We’re finally close to making an eco-friendly battery that lasts for days

26 Mar 2018

Image: Bloomicon/Shutterstock

We could soon be done with unsustainable lithium-ion batteries, in favour of longer-lasting ones for any battery-powered device.

The world has become reliant on lithium-ion batteries because of their use in all our gadgets, from mobile phones to tablets, and also the electric vehicles that aim to replace polluting, fossil fuel-powered cars.

The only problem is that these batteries are not sustainable, being sourced – many times unethically – from vast mines, and becoming harmful when dumped.

But now, a research team from the University of Texas at Dallas has revealed a new design that promises not only to be more environmentally friendly, but to last considerably longer than existing ones.

The team detailed its findings in the journal Nature Nanotechnology, revealing its high-powered, environmentally safe lithium-sulphur substitute.

Lithium-sulphur batteries are less expensive to make, weigh less and store almost twice the energy of lithium-ion batteries, and are better for the environment.

Dr Kyeongjae Cho of the research team said that, on average, they have a capacity up to five times higher than lithium-ion equivalents.

However, the major downside is that sulphur is a poor electrical conductor, thereby becoming unstable over just a few charge-and-recharge cycles, as well as the fact that electrodes break down during the charging process.

To get around the problem, scientists have tried to improve them by putting lithium metal on one electrode and sulphur on the other, but this has shown no success so far as the metal is often unstable while the sulphur is too insulating.

‘This was what everyone was looking for’

That was until the Dallas team discovered that molybdenum – a metallic element often used to strengthen and harden steel – creates a material that adjusts the thickness of the coating when combined with two atoms of sulphur.

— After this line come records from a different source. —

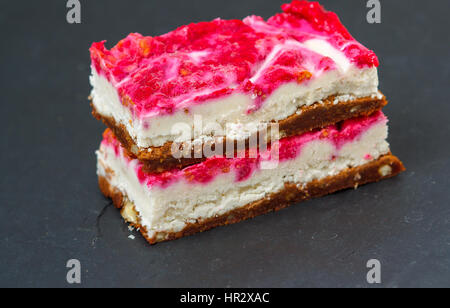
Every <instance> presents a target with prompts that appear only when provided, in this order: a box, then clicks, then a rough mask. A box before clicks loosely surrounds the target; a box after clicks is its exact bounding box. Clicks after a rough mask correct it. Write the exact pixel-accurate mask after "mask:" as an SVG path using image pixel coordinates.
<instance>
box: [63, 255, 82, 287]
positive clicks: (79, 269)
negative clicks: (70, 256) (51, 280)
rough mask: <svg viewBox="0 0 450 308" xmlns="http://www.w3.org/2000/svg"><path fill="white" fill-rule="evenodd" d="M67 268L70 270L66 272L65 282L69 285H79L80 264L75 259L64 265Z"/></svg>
mask: <svg viewBox="0 0 450 308" xmlns="http://www.w3.org/2000/svg"><path fill="white" fill-rule="evenodd" d="M66 267H67V268H70V270H69V271H68V272H67V275H66V280H67V283H70V284H74V283H76V284H80V283H81V263H80V261H79V260H77V259H70V260H69V261H67V264H66Z"/></svg>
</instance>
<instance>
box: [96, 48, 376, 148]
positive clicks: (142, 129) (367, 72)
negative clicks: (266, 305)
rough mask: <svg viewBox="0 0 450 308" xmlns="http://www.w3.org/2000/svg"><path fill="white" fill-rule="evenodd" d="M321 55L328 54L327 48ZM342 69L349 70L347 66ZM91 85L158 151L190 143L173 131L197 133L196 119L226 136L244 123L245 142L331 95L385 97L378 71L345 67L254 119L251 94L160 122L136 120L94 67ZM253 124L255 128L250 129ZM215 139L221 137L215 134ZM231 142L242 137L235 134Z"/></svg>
mask: <svg viewBox="0 0 450 308" xmlns="http://www.w3.org/2000/svg"><path fill="white" fill-rule="evenodd" d="M311 44H313V43H311ZM320 47H322V48H324V47H323V46H314V48H317V49H319V48H320ZM322 52H324V53H325V52H327V50H326V48H325V49H324V50H323V51H322ZM338 60H339V59H336V61H338ZM341 62H342V61H341ZM340 64H341V65H342V66H345V63H340ZM90 82H91V85H92V87H93V88H92V92H91V96H92V99H93V104H94V106H95V108H96V110H97V112H98V113H100V114H101V115H103V116H106V117H112V118H114V120H115V121H116V123H117V124H122V125H124V126H125V127H126V129H127V131H128V133H129V134H130V136H131V137H132V138H133V139H134V141H135V143H136V145H137V146H138V147H139V148H147V147H158V146H162V145H163V144H165V143H166V142H169V141H175V140H176V141H178V142H184V141H190V140H191V138H187V137H185V136H182V135H181V134H180V132H179V130H176V129H174V127H179V126H177V125H179V124H180V123H183V124H184V125H187V126H188V127H191V128H192V131H193V128H194V116H196V117H197V118H201V120H202V125H203V127H220V128H222V129H223V130H224V131H226V128H227V127H228V126H238V127H241V126H242V125H241V124H245V125H244V126H245V127H248V131H243V132H242V138H245V136H248V135H251V134H254V133H255V132H256V127H258V123H268V122H270V121H272V120H275V121H279V120H282V119H286V118H287V117H289V116H291V115H293V114H295V113H296V112H297V110H298V108H300V107H302V106H309V105H312V104H314V103H315V102H319V101H321V100H324V99H326V98H327V97H329V96H331V95H339V96H341V97H342V98H343V100H342V101H345V100H344V99H345V97H353V98H359V97H367V96H372V97H379V96H380V94H379V92H378V75H377V69H376V68H368V69H358V68H355V67H353V66H351V67H350V68H348V67H346V71H345V72H342V71H340V70H333V71H330V72H325V73H323V74H321V75H320V77H317V78H315V79H314V80H311V81H310V82H308V83H307V85H301V84H297V83H295V82H292V83H287V84H285V85H282V86H281V87H280V88H278V89H277V90H275V91H274V92H273V93H272V94H271V95H270V96H269V97H268V98H267V99H266V100H265V101H264V103H263V105H262V107H261V108H260V109H258V110H257V111H255V112H253V113H250V114H248V113H247V110H248V108H249V106H251V105H252V104H253V100H252V98H251V97H250V96H249V95H246V94H232V95H230V96H227V97H224V98H220V99H215V100H210V101H207V102H204V103H202V104H198V105H194V106H191V107H190V110H189V113H186V112H184V111H183V110H181V111H178V112H175V113H174V114H172V115H164V116H156V117H155V116H152V115H148V116H144V117H140V118H139V117H134V116H133V115H132V114H131V112H130V110H129V109H128V108H127V107H125V106H124V105H122V103H121V102H120V98H119V95H118V93H117V90H116V89H115V88H114V87H113V86H112V84H111V83H109V82H108V80H107V79H106V78H104V77H103V76H101V75H99V74H97V72H96V71H95V69H94V68H92V75H91V77H90ZM339 102H340V101H338V102H336V103H339ZM249 123H253V124H252V125H249ZM253 129H254V130H253ZM213 136H214V137H215V136H216V135H214V134H213ZM225 137H226V133H225ZM228 137H229V138H232V137H233V138H238V136H235V135H234V136H228ZM195 138H196V139H200V140H202V139H205V138H208V136H206V135H199V136H195Z"/></svg>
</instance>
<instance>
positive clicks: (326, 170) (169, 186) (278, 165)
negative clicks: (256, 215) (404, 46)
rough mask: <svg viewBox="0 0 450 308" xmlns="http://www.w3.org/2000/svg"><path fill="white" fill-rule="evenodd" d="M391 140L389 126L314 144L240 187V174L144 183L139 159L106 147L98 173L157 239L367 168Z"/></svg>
mask: <svg viewBox="0 0 450 308" xmlns="http://www.w3.org/2000/svg"><path fill="white" fill-rule="evenodd" d="M386 138H387V125H386V124H385V123H383V122H380V123H377V124H374V125H373V126H372V127H370V129H368V130H367V131H366V132H364V133H363V134H362V135H361V136H359V137H358V138H356V139H355V140H353V141H351V142H348V143H346V144H345V145H343V146H342V147H341V148H339V149H338V148H336V147H335V146H334V144H333V143H331V142H329V141H327V140H320V139H319V140H315V141H311V142H309V143H308V144H306V145H305V146H304V147H303V148H302V150H301V152H300V154H299V155H298V156H297V157H296V158H295V159H292V160H286V161H281V162H280V163H279V165H278V167H277V168H275V169H260V170H257V171H255V173H253V174H252V176H251V177H250V178H249V179H247V180H244V181H240V182H236V181H235V178H234V175H232V174H231V173H225V174H220V175H218V176H217V177H216V178H215V179H214V180H213V181H212V182H209V183H207V184H193V183H189V182H186V181H185V180H180V181H178V182H177V183H175V184H173V185H170V186H168V187H166V188H161V187H159V186H152V187H151V188H149V187H147V186H146V185H145V184H141V183H140V182H139V180H138V177H137V175H136V172H135V168H134V167H135V165H136V164H137V160H134V161H131V162H128V161H127V160H126V159H125V158H123V157H122V156H121V155H116V154H115V152H114V149H113V148H111V147H109V146H105V145H102V146H101V147H100V150H99V151H97V158H98V170H97V173H98V175H100V176H104V177H107V178H108V180H109V182H110V184H111V185H112V186H113V187H115V188H117V189H118V190H120V191H121V192H122V193H124V194H125V195H126V196H127V197H128V198H129V199H130V201H131V202H133V204H134V205H135V209H136V211H137V212H138V213H139V218H140V221H141V224H142V226H144V227H145V228H146V229H147V231H148V233H149V234H148V235H149V236H150V237H152V236H153V235H154V233H155V232H160V231H166V232H177V231H180V230H182V229H183V228H184V227H185V226H186V224H187V223H189V222H195V220H196V219H198V218H209V217H214V216H216V215H221V214H225V213H227V212H229V211H231V210H234V209H236V208H239V207H242V206H245V205H246V204H249V203H251V202H254V201H257V200H260V199H263V198H265V197H267V196H268V195H269V194H271V193H276V192H279V191H281V190H282V189H283V187H284V184H285V183H296V184H297V185H299V186H302V185H305V184H307V183H309V182H311V181H312V180H316V179H323V178H325V177H328V176H332V175H336V174H338V173H340V172H341V171H343V170H345V169H347V168H348V167H356V166H360V165H363V164H366V163H368V162H370V161H372V160H375V159H377V158H379V157H380V156H381V155H384V154H387V153H388V152H389V144H388V143H387V142H386ZM332 157H333V159H332ZM107 169H108V170H112V171H113V172H112V173H111V172H106V170H107Z"/></svg>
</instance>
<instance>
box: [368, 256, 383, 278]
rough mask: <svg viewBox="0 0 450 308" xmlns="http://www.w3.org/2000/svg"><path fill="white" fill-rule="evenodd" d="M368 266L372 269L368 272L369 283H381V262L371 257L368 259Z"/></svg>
mask: <svg viewBox="0 0 450 308" xmlns="http://www.w3.org/2000/svg"><path fill="white" fill-rule="evenodd" d="M366 266H367V268H370V270H369V271H368V272H367V277H366V279H367V283H370V284H375V283H377V284H379V283H381V262H380V261H379V260H377V259H371V260H369V261H367V265H366Z"/></svg>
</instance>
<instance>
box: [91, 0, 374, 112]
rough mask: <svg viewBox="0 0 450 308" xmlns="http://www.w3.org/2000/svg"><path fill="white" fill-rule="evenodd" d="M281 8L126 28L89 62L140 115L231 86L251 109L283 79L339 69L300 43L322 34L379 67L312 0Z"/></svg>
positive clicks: (349, 56)
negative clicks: (238, 15) (260, 12)
mask: <svg viewBox="0 0 450 308" xmlns="http://www.w3.org/2000/svg"><path fill="white" fill-rule="evenodd" d="M282 9H283V13H280V14H276V15H275V16H273V17H271V18H269V19H268V20H267V21H265V20H263V19H262V18H261V17H258V16H250V17H247V18H245V19H244V20H222V19H215V20H213V21H211V22H200V23H195V24H189V25H186V26H182V27H180V28H178V29H176V30H174V31H172V32H169V33H167V34H164V35H161V36H155V37H150V36H146V37H144V36H142V35H141V34H138V33H131V34H129V35H128V36H127V37H126V38H125V39H123V40H121V41H120V42H119V43H118V44H117V45H116V46H114V47H113V48H111V49H110V50H108V49H106V48H105V41H102V42H97V43H93V44H92V46H91V48H90V53H91V60H92V66H93V68H94V69H95V70H96V72H97V73H99V74H101V75H102V76H104V77H106V78H107V79H108V81H109V82H110V83H112V84H113V86H114V87H115V88H116V89H117V91H118V94H119V96H120V98H121V100H122V103H123V104H124V105H125V106H126V107H128V108H130V109H131V111H132V114H134V115H136V116H138V117H143V116H146V117H151V116H158V115H167V114H173V113H174V112H177V111H179V110H186V109H189V107H191V106H193V105H195V104H200V103H202V102H205V101H207V100H213V99H217V98H220V97H224V96H227V95H231V94H232V93H245V94H248V95H249V96H250V97H251V98H252V99H253V104H252V105H251V106H249V108H248V112H254V111H256V110H258V109H259V108H261V106H262V104H263V102H264V100H265V99H266V98H267V97H268V96H269V95H270V94H271V93H272V92H273V91H274V90H276V89H277V88H278V87H280V86H281V85H283V84H285V83H288V82H297V83H305V84H306V83H308V81H309V80H311V79H314V78H316V77H318V76H320V75H321V74H322V73H323V72H326V71H329V70H334V69H336V64H335V63H334V62H333V60H332V59H330V58H329V57H326V56H323V55H320V54H318V53H316V52H314V51H312V50H310V49H308V48H307V47H305V46H304V44H303V42H305V41H307V40H311V39H316V40H317V39H320V40H323V41H326V42H327V43H329V44H330V45H331V46H333V47H334V48H335V49H336V50H337V51H338V52H342V53H343V54H344V55H345V56H346V57H347V58H348V59H349V61H350V62H351V63H352V64H354V65H355V66H356V67H358V68H366V67H373V66H378V60H377V57H376V55H375V54H374V53H373V52H372V51H370V50H368V49H366V48H365V47H363V46H362V45H361V44H359V43H358V42H357V41H355V40H354V39H353V38H352V36H351V35H350V34H349V33H348V31H347V30H346V29H345V27H344V26H343V25H342V24H341V23H340V21H339V19H338V17H337V16H336V14H334V13H332V12H327V11H325V10H324V9H323V8H322V7H321V6H320V5H319V4H318V3H317V2H308V1H297V0H294V1H292V3H290V4H284V5H283V6H282Z"/></svg>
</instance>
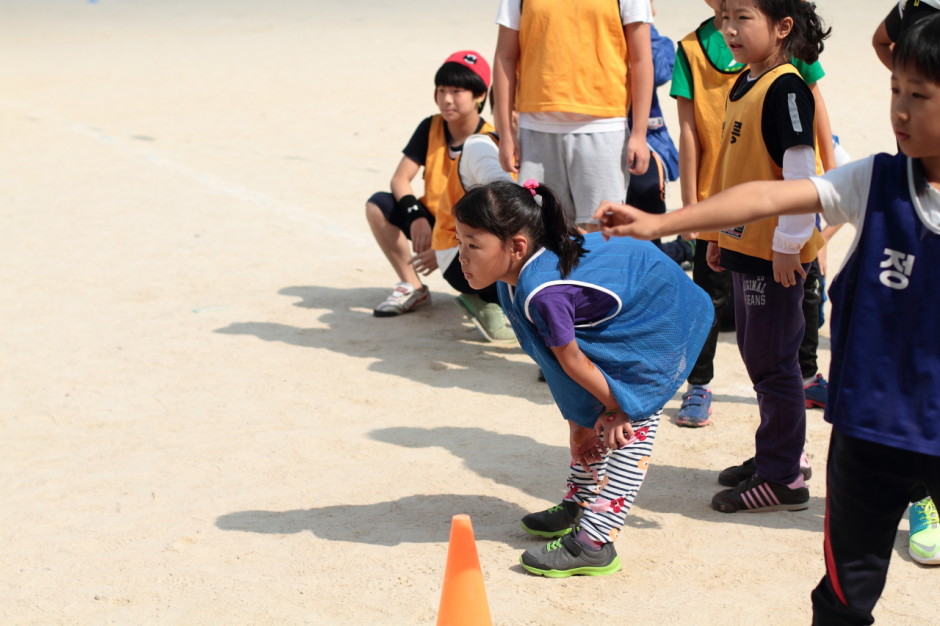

Thinner than the silk of a spider web, the material improved stability and compensated for poor conductivity of sulphur, thus allowing for greater power density and making lithium-sulphur batteries more commercially viable.

“This was what everyone was looking for, for a long time,” Cho said. “That’s the breakthrough. We are trying to suppress side reactions. It’s a protection technology.

“We are taking this to the next step and will fully stabilise the material and bring it to actual, practical, commercial technology.”